It is 66 degrees in NYC. That's 18.9 Celsius. Capping a month of freakish warmth in the apple. The flowers are confused, bursting into bloom on the darkest day of the year. We, humans, should be more confused than we are.
I'm writing on the December 26, 2015 in Florida. I'm visiting my father, who turns 91 on Thursday. Florida is where we retire from work, or where we retire from thinking and go to Disney. The peninsula is dying, its coral reefs bleached and Everglades polluted and drained. Brazilians and non-consumerized Cubans rejuvenate a place that sinks into the dead sea.
Yesterday, a frigate bird soared over us, sliding off the clouds over the Atlantic. The sleek mother of the sky, she never moved her wings… There is constancy with the Earth, even as she tries to shake off her main predator. We have let her down, but mostly we've let ourselves down. It is a year to despair about what we have done.

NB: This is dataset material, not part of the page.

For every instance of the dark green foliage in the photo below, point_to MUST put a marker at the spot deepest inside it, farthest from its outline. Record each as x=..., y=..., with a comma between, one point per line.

For the first time we find it possible to imagine leaving our city. Should we move to another part of the Earth? Could we ever do that? The city is lying to us. It is not the sophisticated big city of America. It is a real estate destination that eats its neighborhoods alive. The police manufacture fear. Its artists and working poor are banished to the fringes.
Or is it time to re-commit, to re-commit deeply. Maybe our years of work are not just lost. What if all the shouting in picket lines and parades and running from lobbies and hallways dodging cops – maybe that was practice for this moment, in 2016, when it is obvious to even the most de-politicized citizens that the Earth is moving on without us.
Florida and New York are on the ocean and they will change utterly. We are in the wind storm of evolution – finding a way to live when the Earth changes. Politics will mean trying to take some survivors with us to a new life.
This moment – is it our last chance to do remarkable things?